After moving to the Southwest to chair the Math department at an online K-12 school and to thaw out from far too many winters in the climactic deep freeze, I was quickly lulled into the fantasy that online education solves all classroom management issues known to the teaching profession. This fragile fantasy that I had crafted was duly shattered when a colleague entered my office one afternoon laughing hysterically and proclaiming that he had officially heard everything.
My strong innate sense of curiosity forbade me from forgoing inquiry as to what might possibly be so humorous as to merit the uproarious laughter and the interruption of my monotonous afternoon, and I was soon rewarded by my colleague explaining that a student had just unashamedly declared to him that his dog ate his online work! The thoroughly-chewed CD without which the student could not complete his assignments had arrived that very afternoon.

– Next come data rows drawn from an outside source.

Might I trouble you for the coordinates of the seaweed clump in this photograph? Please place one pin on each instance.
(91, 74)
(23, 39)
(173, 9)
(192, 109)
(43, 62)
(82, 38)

This incident, humorous as it was, jolted me into the harsh reality that online education did not solve all of the woes of classroom management as I had led myself to believe. While the majority of classroom management issues diminish significantly and while some actually do disappear in the online environment, there are still human interactions involved. Life is still unpredictable. Things still go wrong while working online. Indeed, a new set of classroom management challenges arises in the online environment. For example, Internet connections fail during uploads, and system upgrades require server downtime forbidding the submission of completed assignments. More significantly, work habits are magnified as students must be self-motivated in the online environment; those who are not are seldom successful regardless of their inherent abilities and academic prowess. From the teaching perspective, the teacher's loss of visual communication can be troubling.
Modern technology can mitigate things such as the visual issue, but it cannot fix people. Humans are still humans with needs, desires, and attitudes that while not perhaps as blatantly displayed as the student who brings a gun to the classroom are nonetheless manifested in a variety of ways even from a distance. The task of the online instructor is to find a way to connect emotionally with students just as would be necessary in the physical classroom. It is still classroom management, though the form is radically different.